In Italia però esistono anche leggi scritte male, e una di queste è il DI 182/2020, là dove descrive la composizione del GLO, cioè il gruppo di lavoro che deve discutere e approvare il PEI, il Piano Educativo Individualizzato, che secondo la legge 104/1992 e sue linee di applicazione definisce tutti gli interventi da attuare a scuola per favorire l’inclusione dei ragazzi disabili come i miei figli.
Cosa dice questo DI 182/2020? All’articolo 3 comma 3 recita: “3. L’UMV (unità multidisciplinare di valutazione n.d.r.) dell’ASL di residenza dell’alunno o dell’ASL nel cui distretto si trova la scuola, partecipa a pieno titolo ai lavori del GLO tramite un rappresentante designato dal Direttore sanitario della stessa. Nel caso in cui l’ASL non coincida con quella di residenza dell’alunno, la nuova unità multidisciplinare prende in carico l’alunno dal momento della visita medica nei suoi confronti, acquisendo la copia del fascicolo sanitario dello stesso dall’ASL di residenza.”

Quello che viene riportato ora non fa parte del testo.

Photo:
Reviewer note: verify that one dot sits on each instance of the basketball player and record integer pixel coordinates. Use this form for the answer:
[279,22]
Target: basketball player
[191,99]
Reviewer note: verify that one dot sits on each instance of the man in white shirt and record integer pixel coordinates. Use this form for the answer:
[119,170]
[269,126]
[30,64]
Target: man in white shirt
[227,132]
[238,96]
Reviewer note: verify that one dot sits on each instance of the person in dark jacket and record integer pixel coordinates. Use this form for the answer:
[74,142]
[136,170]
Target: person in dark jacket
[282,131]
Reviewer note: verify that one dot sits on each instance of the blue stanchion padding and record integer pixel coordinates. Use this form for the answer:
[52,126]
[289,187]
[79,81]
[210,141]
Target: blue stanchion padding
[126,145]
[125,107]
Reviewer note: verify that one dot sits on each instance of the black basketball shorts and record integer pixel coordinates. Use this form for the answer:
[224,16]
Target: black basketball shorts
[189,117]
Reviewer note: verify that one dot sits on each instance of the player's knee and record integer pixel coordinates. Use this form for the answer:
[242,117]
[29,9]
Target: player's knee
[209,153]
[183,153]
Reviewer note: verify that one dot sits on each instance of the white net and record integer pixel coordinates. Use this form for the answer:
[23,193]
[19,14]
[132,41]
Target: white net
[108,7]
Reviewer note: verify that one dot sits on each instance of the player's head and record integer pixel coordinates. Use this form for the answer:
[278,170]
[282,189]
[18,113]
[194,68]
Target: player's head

E qui la mia domanda è: chi vi ha detto che l’alunno è sempre in carico alla Asl di residenza? I miei figli non lo sono, per esempio. Sono seguiti privatamente da specialisti competenti in materia. Infatti l’unica volta che una rappresentante Asl si è presentata al GLO di uno dei miei ragazzi, perché la scuola aveva insistito a convocarla a tutti i costi, la prima cosa che ha detto è stata: io non capisco perché sono qui visto che il ragazzo non è in carico a noi. Sgomento dei presenti, e mo’ che facciamo???? tranne la sottoscritta che ha detto: perfetto, mettiamolo a verbale e procediamo con il GLO.
Perché io la legge in materia di sanità la conosco, e pure quella in materia di inclusione scolastica. Però periodicamente la questione riciccia, quando c’è da convocare un altro GLO (e con due figli certificati e la nuova legge che ne prevede almeno 3 all’anno, vi lascio immaginare quanti ne ho fatti e ne farò ancora) e la scuola va in cardiopalma perché bisogna chiamare la Asl.
Che poi pare che questo fatto di avere i figli in carico a specialisti privati sia ‘na specie di capriccio da parte di noi genitori, un volerci “comprare” diagnosi di comodo magari.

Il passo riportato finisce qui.